Remarkably precocious as this erudition was, Bradley had found no public outlet for it before writing his column in the Academy. For a long time, he was employed as a simple corresponding clerk for a cutlery firm in Sheffield, and he was already 39 years old when he began editing the Dictionary. Soon afterward he began to get the recognition he deserved, receiving honorary degrees from Oxford and Heidelberg and becoming a fellow of Magdalen College and the British Academy. He also served as President of London’s Philological Society, which still exists, and helped found the Society for Pure English, along with the renowned Henry Watson Fowler and others.
   It was for the S.P.E. that Bradley wrote his last piece, an introduction to “Tract No. XIV: On the Terms Briton, British, Britisher.” He wrote the first three paragraphs, suffered a stroke, and died two days later. The piece was finished by Robert Bridges and published along with Fowler’s “Preposition at End” and a brief obituary. Short papers such as this one—another example being “On the Relations Between Spoken and Written Language,” read before the International Historical Congress in 1919—are available in The Collected Papers of Henry Bradley. Longer works include a history entitled The Goths (1887) and The Making of English (1904).

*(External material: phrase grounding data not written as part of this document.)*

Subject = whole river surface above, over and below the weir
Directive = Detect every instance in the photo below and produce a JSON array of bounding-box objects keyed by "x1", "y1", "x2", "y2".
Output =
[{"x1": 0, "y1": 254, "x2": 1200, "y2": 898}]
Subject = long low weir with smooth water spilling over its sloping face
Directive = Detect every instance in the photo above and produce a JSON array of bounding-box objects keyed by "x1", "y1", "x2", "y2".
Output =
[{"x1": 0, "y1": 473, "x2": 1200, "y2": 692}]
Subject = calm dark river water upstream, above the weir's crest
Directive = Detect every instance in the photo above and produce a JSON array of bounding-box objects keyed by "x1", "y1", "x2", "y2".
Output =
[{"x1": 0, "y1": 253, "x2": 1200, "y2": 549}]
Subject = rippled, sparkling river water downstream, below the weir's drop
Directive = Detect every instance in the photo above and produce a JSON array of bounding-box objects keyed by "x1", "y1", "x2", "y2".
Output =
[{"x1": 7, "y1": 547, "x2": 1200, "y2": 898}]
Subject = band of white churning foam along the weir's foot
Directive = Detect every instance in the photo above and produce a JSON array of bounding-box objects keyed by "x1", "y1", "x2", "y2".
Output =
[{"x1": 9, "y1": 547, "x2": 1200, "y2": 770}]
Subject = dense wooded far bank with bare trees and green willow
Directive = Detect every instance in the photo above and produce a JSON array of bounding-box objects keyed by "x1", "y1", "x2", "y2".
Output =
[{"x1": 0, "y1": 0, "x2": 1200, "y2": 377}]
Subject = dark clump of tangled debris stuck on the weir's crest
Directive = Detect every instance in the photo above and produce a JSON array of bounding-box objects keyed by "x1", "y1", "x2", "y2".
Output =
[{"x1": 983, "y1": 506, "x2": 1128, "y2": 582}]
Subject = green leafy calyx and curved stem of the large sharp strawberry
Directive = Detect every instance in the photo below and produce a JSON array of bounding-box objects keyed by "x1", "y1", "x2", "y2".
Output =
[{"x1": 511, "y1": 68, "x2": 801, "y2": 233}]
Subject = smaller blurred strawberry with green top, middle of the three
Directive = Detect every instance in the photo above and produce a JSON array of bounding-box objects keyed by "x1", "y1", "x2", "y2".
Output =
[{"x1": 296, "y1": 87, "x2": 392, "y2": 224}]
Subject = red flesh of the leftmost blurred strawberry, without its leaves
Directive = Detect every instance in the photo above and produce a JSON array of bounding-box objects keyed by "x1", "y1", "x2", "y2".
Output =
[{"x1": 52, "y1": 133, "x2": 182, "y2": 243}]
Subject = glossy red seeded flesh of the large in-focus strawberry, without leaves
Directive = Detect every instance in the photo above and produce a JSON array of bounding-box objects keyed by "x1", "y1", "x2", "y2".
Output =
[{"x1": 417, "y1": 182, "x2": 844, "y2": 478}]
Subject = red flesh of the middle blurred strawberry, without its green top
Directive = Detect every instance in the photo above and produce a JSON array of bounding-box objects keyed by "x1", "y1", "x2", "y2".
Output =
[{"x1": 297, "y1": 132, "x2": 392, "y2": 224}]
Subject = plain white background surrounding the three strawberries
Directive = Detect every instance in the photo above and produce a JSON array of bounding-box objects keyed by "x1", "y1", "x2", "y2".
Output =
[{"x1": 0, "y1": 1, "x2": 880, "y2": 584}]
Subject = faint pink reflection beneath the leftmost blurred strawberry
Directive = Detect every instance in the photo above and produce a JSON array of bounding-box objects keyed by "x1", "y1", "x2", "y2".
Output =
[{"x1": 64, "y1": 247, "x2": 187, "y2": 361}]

   Because it doesn't showcase his linguistic brilliance, The Goths misses the essence of Bradley. The truly interesting book is The Making of English, the culmination of a philological life. It assesses change in English and the reasons for its borrowings from other tongues down through history, all without resorting to the obscure sets of symbols so unhappily relied on by specialized linguistics. In his Author’s Preface, Bradley addresses the book “to educated readers unversed in philology,” and he succeeds in popularizing his specialty and making it readable rather than resorting to jargon, which he considered an affront to plain English.

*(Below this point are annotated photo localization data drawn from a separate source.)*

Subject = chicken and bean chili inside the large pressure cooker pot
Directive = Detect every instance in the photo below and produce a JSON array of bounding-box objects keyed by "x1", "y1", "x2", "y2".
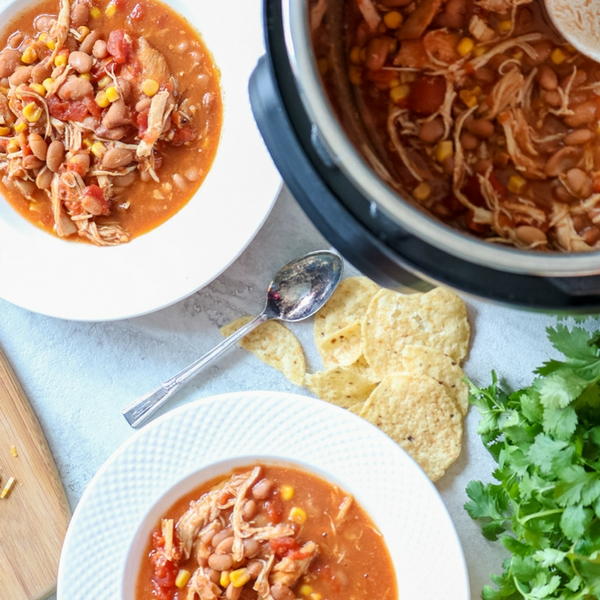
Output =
[{"x1": 310, "y1": 0, "x2": 600, "y2": 252}]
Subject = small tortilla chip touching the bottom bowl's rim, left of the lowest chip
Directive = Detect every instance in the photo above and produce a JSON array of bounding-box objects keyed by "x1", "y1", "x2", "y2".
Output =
[{"x1": 304, "y1": 367, "x2": 377, "y2": 408}]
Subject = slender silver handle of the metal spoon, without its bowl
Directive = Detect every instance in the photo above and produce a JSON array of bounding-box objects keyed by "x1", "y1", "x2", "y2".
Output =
[{"x1": 122, "y1": 311, "x2": 272, "y2": 428}]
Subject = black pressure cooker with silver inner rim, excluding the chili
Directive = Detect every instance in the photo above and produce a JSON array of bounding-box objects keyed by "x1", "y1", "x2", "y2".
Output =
[{"x1": 250, "y1": 0, "x2": 600, "y2": 311}]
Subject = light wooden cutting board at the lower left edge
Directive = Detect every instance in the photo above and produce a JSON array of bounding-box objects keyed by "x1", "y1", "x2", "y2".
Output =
[{"x1": 0, "y1": 350, "x2": 70, "y2": 600}]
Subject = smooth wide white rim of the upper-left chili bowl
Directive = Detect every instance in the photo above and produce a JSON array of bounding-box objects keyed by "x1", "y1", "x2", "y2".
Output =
[{"x1": 0, "y1": 0, "x2": 280, "y2": 321}]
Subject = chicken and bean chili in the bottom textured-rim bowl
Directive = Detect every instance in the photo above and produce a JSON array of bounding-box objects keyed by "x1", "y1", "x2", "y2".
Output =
[{"x1": 136, "y1": 465, "x2": 398, "y2": 600}]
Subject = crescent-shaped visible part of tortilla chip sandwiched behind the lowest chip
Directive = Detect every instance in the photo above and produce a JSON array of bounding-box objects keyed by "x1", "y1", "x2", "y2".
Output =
[{"x1": 400, "y1": 346, "x2": 469, "y2": 416}]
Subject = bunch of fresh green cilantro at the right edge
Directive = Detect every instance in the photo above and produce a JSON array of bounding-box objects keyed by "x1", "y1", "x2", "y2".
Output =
[{"x1": 465, "y1": 322, "x2": 600, "y2": 600}]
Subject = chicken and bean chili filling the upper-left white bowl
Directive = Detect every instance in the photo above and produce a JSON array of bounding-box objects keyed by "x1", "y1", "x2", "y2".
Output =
[{"x1": 0, "y1": 0, "x2": 222, "y2": 246}]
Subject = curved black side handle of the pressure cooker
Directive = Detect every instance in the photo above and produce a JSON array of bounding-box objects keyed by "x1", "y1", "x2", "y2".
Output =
[{"x1": 249, "y1": 56, "x2": 433, "y2": 291}]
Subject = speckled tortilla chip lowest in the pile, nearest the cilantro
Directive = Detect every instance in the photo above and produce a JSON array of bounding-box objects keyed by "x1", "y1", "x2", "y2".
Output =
[{"x1": 359, "y1": 374, "x2": 463, "y2": 481}]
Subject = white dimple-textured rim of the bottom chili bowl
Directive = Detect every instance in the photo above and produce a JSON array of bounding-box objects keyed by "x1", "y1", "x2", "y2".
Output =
[{"x1": 58, "y1": 392, "x2": 470, "y2": 600}]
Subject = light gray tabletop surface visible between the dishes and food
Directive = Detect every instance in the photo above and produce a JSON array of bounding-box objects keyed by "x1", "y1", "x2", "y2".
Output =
[{"x1": 0, "y1": 193, "x2": 564, "y2": 600}]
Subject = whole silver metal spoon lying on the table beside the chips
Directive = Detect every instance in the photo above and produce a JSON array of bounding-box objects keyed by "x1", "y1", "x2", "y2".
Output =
[{"x1": 122, "y1": 251, "x2": 343, "y2": 427}]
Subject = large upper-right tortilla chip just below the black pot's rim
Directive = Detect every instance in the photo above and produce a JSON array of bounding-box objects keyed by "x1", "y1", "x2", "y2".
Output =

   Arguably, there would be far less popular interest in Bradley today if he hadn't been included in Simon Winchester’s history The Meaning of Everything, which honors the fascinating society of scholars who worked on the O.E.D. Winchester’s book treats Bradley at greater length than any of the other histories in which he's appeared, and has revived a stronger curiosity about him than others have managed to do. Those researching James Murray and Henry Watson Fowler will also find Bradley mentioned in Caught in the Web of Words, by Elisabeth Murray, James’s granddaughter, and in The Warden of English, by Jenny McMorris.